Libya ve Mali'ye askeri müdahalede bulunan Fransa ve müttefiklerinin bu müdahalelerden çıkar sağladıklarını açıkça dile getirmek daha uygun olacaktır. Bu çıkarlar, haklı bir sebebin (bir taraftan halen devam eden ve ihtimal dahilindeki katliamlar, diğer taraftan "serbest terörist bölge" oluşması riski) ve bölgeyi ıslah etmek için makul bir fırsatın varlığını boşa çıkarmamakla kalmaz, aynı zamanda harekete geçmeye de teşvik ederler.

Müdahaleci devlet çıkarını düşünmeden etmez, edemez ve hatta etmemelidir. Devletin varlık sebebi vatandaşlarının çıkarlarını savunmaktır ve saltık özgecilik ciddi bir kusurdur. Mali'de sonuç almanın ve askerlerimizi, kendilerini hayatlarını riske atmak üzere Mali'ye gönderen "diğerkâm" bir devleti korumaya, motive etmenin herhangi bir çıkara tekabül edip etmediği sorulabilir. Çıkar bir motordur ve ilan edilmiş bir amaç iptal edilmez. Başka bir deyişle bunlar birbiriyle çelişmez ve bir sorunsal teşkil etmezler.

Sonuç olarak, Cumhurbaşkanı, açık gerçeği kabul etmeli.
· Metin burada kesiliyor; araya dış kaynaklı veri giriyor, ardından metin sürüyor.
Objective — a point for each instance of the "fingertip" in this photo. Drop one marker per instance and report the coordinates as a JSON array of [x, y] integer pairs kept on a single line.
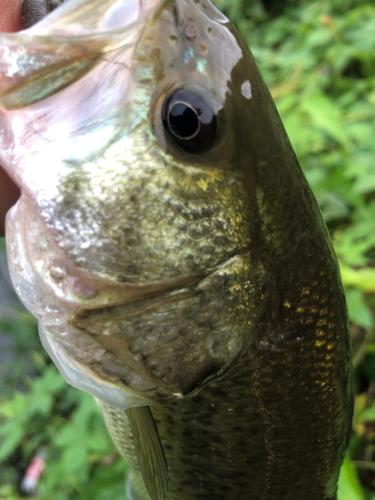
[[10, 18]]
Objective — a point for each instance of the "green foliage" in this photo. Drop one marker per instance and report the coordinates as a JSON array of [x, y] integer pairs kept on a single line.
[[317, 57]]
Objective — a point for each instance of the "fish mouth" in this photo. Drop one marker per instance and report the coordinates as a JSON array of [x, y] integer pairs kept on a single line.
[[126, 344], [72, 50]]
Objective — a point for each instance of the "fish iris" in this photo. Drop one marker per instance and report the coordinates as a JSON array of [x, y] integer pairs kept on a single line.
[[190, 119]]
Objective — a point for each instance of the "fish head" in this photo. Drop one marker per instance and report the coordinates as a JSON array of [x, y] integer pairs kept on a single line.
[[126, 125]]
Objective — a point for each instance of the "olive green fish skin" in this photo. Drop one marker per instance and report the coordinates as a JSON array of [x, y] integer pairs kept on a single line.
[[247, 366], [276, 424]]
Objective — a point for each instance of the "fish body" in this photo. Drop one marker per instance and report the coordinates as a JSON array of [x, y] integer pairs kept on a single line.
[[173, 252]]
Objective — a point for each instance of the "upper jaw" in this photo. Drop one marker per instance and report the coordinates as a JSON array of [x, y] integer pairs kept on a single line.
[[50, 77], [51, 286]]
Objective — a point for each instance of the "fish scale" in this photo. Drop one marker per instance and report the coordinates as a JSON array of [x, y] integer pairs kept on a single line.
[[186, 281]]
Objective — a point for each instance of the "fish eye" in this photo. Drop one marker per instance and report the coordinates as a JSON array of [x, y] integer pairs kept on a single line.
[[190, 119]]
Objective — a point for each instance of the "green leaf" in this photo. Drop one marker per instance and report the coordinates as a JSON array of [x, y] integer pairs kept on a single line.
[[364, 279], [349, 485], [359, 311], [10, 438], [325, 116]]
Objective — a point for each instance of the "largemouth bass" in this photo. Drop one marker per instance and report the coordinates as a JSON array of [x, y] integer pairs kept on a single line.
[[172, 251]]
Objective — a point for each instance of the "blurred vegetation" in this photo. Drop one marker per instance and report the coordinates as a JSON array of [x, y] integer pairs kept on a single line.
[[318, 58]]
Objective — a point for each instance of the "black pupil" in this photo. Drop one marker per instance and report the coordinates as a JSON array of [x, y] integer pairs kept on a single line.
[[183, 121], [190, 119]]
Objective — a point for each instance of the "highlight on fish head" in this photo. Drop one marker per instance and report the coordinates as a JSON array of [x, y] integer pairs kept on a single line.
[[132, 129]]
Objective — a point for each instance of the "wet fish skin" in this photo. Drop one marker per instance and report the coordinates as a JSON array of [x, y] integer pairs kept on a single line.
[[270, 418]]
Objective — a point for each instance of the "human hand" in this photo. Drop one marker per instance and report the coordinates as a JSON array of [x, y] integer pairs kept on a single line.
[[10, 20]]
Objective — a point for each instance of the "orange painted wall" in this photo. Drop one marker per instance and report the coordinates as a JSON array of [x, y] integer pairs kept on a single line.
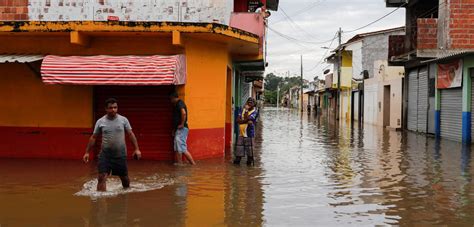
[[71, 106], [27, 102], [206, 84]]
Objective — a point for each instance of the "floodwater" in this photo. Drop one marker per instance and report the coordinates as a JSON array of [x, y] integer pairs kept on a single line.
[[308, 172]]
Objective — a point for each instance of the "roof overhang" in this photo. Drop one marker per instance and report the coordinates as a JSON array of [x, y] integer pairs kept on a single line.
[[257, 65], [239, 42], [449, 57]]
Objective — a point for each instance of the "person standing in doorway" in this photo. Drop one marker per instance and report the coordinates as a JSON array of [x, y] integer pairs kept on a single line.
[[246, 120], [180, 129], [113, 153]]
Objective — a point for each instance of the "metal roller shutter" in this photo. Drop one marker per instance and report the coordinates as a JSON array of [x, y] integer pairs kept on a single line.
[[412, 101], [451, 114], [150, 113], [422, 123]]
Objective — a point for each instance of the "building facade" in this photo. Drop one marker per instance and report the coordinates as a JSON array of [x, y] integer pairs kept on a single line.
[[199, 49]]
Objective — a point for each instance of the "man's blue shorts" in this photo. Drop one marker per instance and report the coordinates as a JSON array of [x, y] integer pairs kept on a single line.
[[116, 166], [180, 140]]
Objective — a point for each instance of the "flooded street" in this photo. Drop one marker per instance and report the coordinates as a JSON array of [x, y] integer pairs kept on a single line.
[[307, 173]]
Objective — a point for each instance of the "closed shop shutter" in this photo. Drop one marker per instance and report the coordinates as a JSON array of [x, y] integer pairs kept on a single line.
[[422, 122], [451, 114], [150, 113], [412, 123], [245, 91]]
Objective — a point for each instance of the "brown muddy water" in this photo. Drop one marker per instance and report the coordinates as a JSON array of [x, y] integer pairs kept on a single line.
[[308, 173]]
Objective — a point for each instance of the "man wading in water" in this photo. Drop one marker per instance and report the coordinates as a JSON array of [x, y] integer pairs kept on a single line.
[[113, 154], [180, 130]]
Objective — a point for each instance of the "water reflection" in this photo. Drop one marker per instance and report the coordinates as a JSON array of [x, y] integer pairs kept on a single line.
[[310, 171]]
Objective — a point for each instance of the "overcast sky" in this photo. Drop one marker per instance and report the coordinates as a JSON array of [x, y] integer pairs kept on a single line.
[[316, 21]]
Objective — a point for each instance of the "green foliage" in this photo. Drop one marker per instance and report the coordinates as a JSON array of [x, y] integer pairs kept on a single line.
[[271, 85]]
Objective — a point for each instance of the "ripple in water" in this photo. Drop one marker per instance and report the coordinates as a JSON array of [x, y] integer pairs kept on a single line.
[[114, 186]]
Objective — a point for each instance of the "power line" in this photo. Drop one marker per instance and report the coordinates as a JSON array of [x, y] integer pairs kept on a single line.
[[295, 25], [379, 19], [304, 9], [298, 40], [324, 55]]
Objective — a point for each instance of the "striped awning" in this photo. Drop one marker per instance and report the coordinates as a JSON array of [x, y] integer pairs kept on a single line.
[[20, 58], [114, 70]]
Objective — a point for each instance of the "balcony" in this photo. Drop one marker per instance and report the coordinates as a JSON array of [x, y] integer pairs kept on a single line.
[[249, 22], [396, 46], [427, 37]]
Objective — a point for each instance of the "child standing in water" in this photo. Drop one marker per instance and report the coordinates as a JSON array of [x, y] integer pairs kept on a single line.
[[246, 120]]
Mali'ye müdahale etmek, Avrupalı müttefiklerimizin, kuzey Amerikalı ve Afrikalıların çıkarına olduğu gibi Fransa'nın da çıkarınadır. Bu, onların operasyona daha fazla yatırım yapmaları için ikna edilecek olmaları gerçeğini örtmez. Nitekim bu operasyonun, ne anlama geldiği belli olmayan yeni-sömürgecilikle ilgili değil, uluslararası sorumlulukla ilgili olduğuna başkalarının ikna edileceğini hissettiren onların, şimdilik, yokluğudur.

Jean-Baptiste Jeangène Vilmer, Montreal'de McGill Üniversitesi Hukuk Fakültesi'nde Okutman ve Araştırmacı olarak çalışıyor.